Often, these gaps can be filled (but not always) with verbatim feedback… however, customer’s feedback is difficult to sort, difficult to categorise, impossible to go back through and read later – generally due to the sheer volume. And if you’re going back to read it after the fact, that customer has already long gone, possibly with a poor experience. And it’s too late.

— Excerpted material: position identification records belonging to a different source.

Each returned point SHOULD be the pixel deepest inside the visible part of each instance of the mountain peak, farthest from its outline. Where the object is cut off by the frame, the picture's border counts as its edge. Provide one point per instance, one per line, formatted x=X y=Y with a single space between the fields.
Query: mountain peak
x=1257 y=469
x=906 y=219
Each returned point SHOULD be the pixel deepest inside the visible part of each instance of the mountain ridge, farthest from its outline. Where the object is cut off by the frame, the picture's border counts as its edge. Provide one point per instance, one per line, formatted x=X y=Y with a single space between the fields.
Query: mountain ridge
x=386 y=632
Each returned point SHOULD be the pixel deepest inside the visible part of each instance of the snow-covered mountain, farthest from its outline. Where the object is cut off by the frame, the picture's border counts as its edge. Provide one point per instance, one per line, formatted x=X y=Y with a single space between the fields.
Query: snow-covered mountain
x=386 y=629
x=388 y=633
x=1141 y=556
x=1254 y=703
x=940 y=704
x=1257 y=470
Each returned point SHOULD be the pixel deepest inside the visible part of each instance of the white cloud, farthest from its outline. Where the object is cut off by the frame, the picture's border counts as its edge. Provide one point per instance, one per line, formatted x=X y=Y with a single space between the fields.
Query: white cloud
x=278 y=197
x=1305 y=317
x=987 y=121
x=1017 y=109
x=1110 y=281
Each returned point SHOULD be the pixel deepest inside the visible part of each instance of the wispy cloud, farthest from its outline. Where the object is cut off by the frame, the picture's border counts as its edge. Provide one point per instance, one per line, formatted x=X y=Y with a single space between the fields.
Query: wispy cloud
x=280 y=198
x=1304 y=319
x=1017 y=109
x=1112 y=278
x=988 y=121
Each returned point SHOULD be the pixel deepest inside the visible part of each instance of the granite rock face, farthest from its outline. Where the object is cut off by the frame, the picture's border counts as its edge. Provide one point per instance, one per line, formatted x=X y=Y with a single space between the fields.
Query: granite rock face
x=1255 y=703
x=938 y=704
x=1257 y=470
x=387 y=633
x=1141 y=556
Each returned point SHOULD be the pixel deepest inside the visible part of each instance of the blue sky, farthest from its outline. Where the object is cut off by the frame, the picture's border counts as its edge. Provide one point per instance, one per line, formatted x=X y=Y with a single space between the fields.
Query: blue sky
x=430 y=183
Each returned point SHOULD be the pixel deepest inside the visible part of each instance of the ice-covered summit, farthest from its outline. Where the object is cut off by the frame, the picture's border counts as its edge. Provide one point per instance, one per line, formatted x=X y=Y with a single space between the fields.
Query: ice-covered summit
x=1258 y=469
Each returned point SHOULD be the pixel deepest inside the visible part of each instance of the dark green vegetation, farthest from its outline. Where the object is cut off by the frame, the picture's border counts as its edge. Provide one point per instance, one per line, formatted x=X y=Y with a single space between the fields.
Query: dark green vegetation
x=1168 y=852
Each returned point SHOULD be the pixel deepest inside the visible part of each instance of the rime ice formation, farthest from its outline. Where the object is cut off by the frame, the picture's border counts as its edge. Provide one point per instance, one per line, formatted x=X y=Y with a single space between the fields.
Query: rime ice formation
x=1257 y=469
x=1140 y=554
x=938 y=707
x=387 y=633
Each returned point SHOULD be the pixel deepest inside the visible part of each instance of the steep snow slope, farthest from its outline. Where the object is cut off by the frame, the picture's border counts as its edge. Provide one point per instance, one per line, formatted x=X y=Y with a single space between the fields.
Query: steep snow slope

NPS in itself likely warrants an entire story in itself… I might revisit this in a future entry 🙂
Livin’ on the edge
There’s a far better way to dealing with customer issues, both good and bad, than trying to use a number to see if you’re ‘trending’ upward.
Ask. The. Customer.
In. The. Moment.
…and if the customer says that they aren’t quite satisfied, then fix it. In the moment. With the customer. And make a note of what had to change, and get it changed, because there is a chance that the issue could reoccur. And this should be built into everything you do! If your organisation was reactively-proactive all the time, fixing all of those little issues that arise for customers as they arise, then you’d eventually reach a point where one of two things occur; issues no longer arise, or a completely new set of challenges come up.
Again though, the need for acceptance that your system is not perfect, and might never be, is key in this understanding. Getting trapped in the cycle of “if we plan for as much stuff as we can, nothing will ever go wrong” is not going to help anyone – it’s not realistic.
Be humble, and acknowledge that understanding the journey is the journey. And that journey shouldn’t end, if you’re really dedicated to your customer.